问题
I want to write a program that can be run as a backgrounded task (i.e. my-thing &
), and that will beautifully provide relevant output when necessary.
However, with background tasks that print to the terminal, there's always this annoying little progression:
bash-3.2$ my-thing &▏
bash-3.2$ my-thing &
bash-3.2$ -- Hello from my-thing!
-- now let me start doing what I do best ...
▏
… notice that we now have no prompt before the cursor, not to mention that there's an ugly erraneous prompt where my program spat out output while a prompt had already been printed.
Thus, I want three things, only one of which I don't have any idea how to go about doing:
- Detect whether my program is being run in the background, and alter my output/operation accordingly (i.e. print out less useless information; queue further information to only be output when the program is foregrounded again; etceteras)
- Clear out the prompt (if it already exists) when suddenly printing information to a terminal we've been backgrounded in
- Inform the terminal after I've finished whatever I'm printing to the terminal for, somehow forcing it to re-draw a new prompt below the content I've added
The third is the only one I have absolutely no idea how to go about; though I've got some inklings on the other two, any links or suggestions there would be appreciated as well.

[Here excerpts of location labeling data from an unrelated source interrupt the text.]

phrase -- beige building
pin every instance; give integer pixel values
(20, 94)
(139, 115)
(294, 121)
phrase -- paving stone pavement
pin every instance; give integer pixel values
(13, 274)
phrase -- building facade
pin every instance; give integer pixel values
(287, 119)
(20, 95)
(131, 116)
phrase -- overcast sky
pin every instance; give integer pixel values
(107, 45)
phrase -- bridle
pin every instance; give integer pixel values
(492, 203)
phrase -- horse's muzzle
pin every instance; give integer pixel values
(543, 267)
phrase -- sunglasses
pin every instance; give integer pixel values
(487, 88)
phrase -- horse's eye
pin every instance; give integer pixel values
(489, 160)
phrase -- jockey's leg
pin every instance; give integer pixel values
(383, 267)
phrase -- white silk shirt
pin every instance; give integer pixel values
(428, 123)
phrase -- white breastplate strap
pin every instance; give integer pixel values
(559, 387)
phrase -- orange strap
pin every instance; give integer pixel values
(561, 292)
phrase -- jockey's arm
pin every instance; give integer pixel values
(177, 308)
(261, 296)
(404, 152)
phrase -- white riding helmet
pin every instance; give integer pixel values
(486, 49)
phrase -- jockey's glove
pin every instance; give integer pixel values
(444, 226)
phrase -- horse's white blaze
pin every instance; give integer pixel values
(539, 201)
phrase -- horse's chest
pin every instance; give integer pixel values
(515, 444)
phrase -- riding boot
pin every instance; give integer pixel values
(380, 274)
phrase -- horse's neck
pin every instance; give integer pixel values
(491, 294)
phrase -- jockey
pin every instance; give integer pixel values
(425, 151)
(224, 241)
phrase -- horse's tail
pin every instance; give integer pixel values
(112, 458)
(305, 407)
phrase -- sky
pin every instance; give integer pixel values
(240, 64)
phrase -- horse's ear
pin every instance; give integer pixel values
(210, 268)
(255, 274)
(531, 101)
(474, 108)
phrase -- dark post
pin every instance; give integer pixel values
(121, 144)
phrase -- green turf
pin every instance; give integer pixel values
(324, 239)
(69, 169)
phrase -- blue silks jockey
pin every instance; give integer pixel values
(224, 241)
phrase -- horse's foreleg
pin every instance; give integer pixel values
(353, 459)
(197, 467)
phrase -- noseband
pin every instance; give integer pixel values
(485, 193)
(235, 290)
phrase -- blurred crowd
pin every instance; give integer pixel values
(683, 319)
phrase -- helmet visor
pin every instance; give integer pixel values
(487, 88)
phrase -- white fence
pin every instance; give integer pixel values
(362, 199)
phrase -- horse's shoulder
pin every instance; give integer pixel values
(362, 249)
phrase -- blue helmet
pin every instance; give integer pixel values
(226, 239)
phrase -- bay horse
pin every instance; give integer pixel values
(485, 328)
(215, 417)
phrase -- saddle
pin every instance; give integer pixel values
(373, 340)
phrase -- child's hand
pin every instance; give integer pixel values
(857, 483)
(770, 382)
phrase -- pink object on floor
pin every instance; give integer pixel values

Equally appreciated, even, would be links to any programs (any language/environment) which already have modes that operate this; as I could attempt to reverse-engineer/spelunk their implementation.
回答1:
This works for me:
echo 'sleep 1; echo; echo hi' > /tmp/hi
chmod +x /tmp/hi
zsh
/tmp/hi &
asdfsadf # type whatever, here.
After the 'hi' gets echo'd, zsh knows to redraw your prompt with the 'asdfasdf' intact.
So, no big surprise: zsh being better than bash.